Svetozar Korytiak

Tcp Listener With .Net Core

May 26, 2019

Creating a TCP Listener to listen on port 12345

To create a TCP Listener, that would listen on port '12345' on your localhost, you just need to use a TcpListener class from System.Net.Sockets library, like so:

using System.Net.Sockets;
...
var listener = new TcpListener(IPAddress.Any, 12345);
listener.Start();

But in order to listen we will need to conjure up a while loop, in which we will accept the incoming connections. In this loop, we can accept each incoming connection and operate on it, by:

  1. Calling listener.AcceptTcpClient(), which will also return the client, which just connected.
  2. Getting the stream for that client.
  3. Creating StreamWriter and StreamReader instances, and passing them this stream.
  4. Writing to, and reading from the stream, using the instances from above.

Handling the disconnect of the client

If the client goes offline, one would think that calling listener.Connected, or stream.CanWrite would let us know that the listener is not connected anymore, or that the stream is not writable anymore, and we should proceed differently (stop communicating).
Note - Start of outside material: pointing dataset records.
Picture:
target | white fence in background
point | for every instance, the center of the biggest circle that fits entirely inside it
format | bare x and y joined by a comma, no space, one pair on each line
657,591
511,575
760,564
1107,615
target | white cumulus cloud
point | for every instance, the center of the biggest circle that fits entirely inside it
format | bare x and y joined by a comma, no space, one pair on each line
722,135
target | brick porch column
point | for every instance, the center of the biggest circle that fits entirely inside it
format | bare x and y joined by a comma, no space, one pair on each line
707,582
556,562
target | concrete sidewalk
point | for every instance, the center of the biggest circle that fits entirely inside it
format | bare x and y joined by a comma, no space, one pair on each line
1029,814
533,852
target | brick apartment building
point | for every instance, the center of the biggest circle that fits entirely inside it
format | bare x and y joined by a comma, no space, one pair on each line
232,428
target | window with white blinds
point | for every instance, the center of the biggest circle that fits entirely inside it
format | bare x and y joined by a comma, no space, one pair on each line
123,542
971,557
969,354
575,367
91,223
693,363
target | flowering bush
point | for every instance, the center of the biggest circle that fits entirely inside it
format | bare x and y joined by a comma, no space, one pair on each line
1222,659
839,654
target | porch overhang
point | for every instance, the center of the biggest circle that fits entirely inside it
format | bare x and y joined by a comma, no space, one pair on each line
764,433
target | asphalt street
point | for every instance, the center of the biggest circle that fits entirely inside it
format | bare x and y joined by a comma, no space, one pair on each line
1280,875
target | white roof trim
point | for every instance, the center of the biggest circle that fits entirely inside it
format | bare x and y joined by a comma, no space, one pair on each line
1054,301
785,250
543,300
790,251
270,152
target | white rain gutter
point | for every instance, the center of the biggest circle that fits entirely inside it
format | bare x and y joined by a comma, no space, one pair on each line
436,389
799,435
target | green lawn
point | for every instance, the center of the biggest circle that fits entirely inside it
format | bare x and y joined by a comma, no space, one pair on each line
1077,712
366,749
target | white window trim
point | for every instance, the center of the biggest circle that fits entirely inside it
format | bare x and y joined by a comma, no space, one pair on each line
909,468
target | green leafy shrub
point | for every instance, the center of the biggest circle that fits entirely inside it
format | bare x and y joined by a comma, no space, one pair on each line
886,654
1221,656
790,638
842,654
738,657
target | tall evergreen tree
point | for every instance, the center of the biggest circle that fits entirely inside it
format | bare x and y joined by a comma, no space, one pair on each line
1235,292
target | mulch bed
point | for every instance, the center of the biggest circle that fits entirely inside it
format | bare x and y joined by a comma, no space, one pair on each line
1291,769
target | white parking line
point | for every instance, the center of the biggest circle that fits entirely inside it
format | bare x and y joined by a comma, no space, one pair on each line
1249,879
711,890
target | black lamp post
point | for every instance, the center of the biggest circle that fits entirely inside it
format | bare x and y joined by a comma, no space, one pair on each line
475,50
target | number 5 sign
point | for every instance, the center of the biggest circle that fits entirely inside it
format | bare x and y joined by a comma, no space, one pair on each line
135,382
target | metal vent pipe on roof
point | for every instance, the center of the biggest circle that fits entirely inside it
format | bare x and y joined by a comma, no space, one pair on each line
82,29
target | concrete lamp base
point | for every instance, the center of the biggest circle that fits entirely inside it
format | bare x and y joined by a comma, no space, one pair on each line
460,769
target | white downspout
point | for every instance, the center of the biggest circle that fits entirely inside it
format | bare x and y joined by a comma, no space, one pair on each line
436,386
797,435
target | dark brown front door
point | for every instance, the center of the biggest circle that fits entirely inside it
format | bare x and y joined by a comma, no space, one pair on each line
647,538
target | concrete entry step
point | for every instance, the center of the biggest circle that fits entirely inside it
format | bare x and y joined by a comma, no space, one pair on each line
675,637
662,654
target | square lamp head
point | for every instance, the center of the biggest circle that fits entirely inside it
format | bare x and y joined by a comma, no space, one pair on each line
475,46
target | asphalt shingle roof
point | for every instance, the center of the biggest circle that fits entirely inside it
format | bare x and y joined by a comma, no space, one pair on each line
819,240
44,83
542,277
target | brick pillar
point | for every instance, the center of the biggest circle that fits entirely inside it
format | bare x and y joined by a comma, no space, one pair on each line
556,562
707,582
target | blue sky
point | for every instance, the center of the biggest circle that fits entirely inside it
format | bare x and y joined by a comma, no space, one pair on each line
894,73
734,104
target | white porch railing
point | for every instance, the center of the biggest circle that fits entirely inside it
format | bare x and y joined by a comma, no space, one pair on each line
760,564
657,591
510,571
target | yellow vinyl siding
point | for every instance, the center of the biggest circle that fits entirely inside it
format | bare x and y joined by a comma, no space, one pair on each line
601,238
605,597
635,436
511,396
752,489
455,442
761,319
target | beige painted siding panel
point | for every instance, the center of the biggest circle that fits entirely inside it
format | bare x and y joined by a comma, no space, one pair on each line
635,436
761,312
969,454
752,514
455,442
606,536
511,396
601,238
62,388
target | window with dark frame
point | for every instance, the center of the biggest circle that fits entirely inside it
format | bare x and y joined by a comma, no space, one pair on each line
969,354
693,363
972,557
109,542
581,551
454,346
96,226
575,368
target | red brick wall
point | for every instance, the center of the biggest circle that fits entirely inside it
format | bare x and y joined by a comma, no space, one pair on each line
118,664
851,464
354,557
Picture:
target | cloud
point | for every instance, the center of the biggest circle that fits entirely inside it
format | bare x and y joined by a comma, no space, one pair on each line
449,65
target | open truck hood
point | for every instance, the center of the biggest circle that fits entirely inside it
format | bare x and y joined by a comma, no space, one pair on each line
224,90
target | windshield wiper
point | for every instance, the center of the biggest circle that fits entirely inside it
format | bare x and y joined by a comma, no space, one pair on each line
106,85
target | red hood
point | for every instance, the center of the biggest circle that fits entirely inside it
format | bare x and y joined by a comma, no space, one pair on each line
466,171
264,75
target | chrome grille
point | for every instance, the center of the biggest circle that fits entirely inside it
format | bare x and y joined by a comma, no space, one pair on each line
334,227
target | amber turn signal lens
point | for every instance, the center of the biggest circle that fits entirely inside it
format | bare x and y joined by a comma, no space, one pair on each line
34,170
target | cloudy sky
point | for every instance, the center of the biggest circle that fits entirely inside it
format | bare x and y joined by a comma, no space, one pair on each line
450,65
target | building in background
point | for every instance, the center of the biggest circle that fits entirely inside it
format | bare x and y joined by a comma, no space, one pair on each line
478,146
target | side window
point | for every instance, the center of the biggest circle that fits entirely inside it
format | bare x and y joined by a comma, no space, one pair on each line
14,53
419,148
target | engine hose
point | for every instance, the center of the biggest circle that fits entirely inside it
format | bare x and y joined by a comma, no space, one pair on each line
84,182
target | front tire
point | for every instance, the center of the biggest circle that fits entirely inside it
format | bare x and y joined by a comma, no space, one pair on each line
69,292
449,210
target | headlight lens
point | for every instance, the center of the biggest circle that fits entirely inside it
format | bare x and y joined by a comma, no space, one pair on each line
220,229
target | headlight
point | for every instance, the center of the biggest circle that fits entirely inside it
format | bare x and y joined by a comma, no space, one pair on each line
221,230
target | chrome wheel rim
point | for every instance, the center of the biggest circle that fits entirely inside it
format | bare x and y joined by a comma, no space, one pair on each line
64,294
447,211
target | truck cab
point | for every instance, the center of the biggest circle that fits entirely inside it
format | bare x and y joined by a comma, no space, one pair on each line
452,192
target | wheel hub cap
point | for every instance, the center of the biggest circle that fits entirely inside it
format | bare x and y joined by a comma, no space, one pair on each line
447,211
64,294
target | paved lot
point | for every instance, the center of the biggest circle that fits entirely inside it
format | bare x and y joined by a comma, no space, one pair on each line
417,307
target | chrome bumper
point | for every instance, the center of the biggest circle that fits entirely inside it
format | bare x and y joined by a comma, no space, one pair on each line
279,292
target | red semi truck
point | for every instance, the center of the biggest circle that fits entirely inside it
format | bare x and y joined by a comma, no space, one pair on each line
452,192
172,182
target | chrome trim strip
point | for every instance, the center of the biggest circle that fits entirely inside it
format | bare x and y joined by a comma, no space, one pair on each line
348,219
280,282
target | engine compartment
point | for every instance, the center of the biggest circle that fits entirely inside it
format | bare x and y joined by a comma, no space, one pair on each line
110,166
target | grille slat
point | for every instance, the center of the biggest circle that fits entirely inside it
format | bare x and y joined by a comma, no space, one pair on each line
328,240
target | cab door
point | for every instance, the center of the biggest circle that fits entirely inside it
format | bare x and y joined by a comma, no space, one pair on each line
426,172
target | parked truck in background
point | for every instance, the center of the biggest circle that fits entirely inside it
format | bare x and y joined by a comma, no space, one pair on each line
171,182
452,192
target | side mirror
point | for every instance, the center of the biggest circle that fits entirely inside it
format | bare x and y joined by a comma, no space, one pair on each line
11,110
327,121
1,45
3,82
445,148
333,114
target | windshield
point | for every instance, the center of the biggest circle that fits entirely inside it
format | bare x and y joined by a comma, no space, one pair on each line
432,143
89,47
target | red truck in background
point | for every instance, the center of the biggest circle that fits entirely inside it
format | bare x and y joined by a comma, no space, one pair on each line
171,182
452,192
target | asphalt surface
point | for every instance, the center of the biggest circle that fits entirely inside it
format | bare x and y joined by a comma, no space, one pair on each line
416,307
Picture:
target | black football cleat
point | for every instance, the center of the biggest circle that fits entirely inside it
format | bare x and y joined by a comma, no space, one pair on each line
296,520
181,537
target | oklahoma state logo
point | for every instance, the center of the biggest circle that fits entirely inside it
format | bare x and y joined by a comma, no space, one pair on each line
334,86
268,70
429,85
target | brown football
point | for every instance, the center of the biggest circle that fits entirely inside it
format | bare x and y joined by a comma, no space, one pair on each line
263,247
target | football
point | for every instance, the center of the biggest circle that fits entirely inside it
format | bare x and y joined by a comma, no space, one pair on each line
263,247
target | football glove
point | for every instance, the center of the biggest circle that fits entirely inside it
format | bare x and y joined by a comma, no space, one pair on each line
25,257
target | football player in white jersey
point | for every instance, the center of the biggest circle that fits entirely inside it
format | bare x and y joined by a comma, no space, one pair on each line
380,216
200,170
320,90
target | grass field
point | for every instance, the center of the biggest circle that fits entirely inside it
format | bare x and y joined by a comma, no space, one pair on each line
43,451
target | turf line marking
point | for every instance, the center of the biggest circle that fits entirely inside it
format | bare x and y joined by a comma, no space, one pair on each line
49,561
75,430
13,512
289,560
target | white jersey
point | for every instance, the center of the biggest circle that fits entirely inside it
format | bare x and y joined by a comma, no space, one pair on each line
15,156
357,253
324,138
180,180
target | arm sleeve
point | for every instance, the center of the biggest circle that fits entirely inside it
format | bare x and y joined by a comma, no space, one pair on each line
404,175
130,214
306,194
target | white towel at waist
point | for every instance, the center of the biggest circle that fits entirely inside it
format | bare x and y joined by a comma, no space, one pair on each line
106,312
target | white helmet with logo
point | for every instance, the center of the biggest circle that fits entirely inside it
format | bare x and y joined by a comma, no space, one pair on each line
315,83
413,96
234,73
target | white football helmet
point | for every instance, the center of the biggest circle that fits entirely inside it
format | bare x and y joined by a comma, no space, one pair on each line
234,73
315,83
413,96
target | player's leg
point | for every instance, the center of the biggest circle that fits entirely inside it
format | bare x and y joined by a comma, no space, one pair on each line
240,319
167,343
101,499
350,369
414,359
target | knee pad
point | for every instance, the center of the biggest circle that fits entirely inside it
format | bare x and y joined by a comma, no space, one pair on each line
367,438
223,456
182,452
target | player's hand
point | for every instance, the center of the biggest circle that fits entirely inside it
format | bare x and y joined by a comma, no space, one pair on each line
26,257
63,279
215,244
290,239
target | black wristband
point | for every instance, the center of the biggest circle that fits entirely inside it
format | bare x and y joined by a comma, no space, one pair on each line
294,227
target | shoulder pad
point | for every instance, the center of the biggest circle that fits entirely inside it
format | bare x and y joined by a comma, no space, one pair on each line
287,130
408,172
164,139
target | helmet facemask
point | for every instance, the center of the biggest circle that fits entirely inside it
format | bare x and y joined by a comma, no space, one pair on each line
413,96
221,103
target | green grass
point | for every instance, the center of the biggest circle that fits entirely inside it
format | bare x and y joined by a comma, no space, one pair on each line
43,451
However this is not the case if the connection is not closed properly, to find out that the client has disconnected there is a way to use Poll() method and check if the reader will read in 0, which is more lines of code and it not always reliable, so to the best of my knowledge I chose to go with try/catch block and handling the IOException which is thrown when we cannot read/write from/to stream anymore. This definitely means that the client is now disconnected for some reason.

Final product

using System;
using System.IO;
using System.Net;
using System.Net.Sockets;
using System.Threading;
using System.Threading.Tasks;

namespace tcp
{
    class Program
    {

        static void Main(string[] args)
        {
            var listener = new TcpListener(IPAddress.Any, 12345);
            listener.Start();
            while (true)
            {
                System.Console.WriteLine("Waiting for client to connect...");
                var client = listener.AcceptTcpClient();
                System.Console.WriteLine("Client connected!");
                var clientStream = client.GetStream();

                StreamWriter sw = new StreamWriter(clientStream);
                StreamReader sr = new StreamReader(clientStream);
                System.Console.WriteLine($"Client is saying: { sr.ReadLine() }" );
                sw.Write($"Listener says hi! { Environment.NewLine }");
                sw.Flush();

                while (true)
                {
                    Thread.Sleep(2000);
                    try
                    {
                        sw.Write($"Listener keeps talking to the client. { Environment.NewLine }");
                        sw.Flush();
                    }
                    catch (IOException e)
                    {
                        client.Close();
                        System.Console.WriteLine($"Client disconnected: { e.InnerException.Message }");
                        break;
                    }
                }
            }
        }
    }
}

Usage

At this point open two terminals, in first one you should be able to simply do your

dotnet run

App will be waiting for connection now. "Sveto, but I don`t have a client to connect to this listener..". No problem, bring up second terminal window and do:

echo 'hi!' | nc localhost 12345

This will initiate the connection between netcat utility and your server on the port you specified, as well as send the message 'hi!'. You should now see outputs from both terminals (one with the listener running, one with the client connected). If you are still in the client terminal, hit CTR+C to cancel the client, and disconnect. You should now see that the listener is still running, saying that the previous client disconnected because of broken pipe, and is waiting for another connection.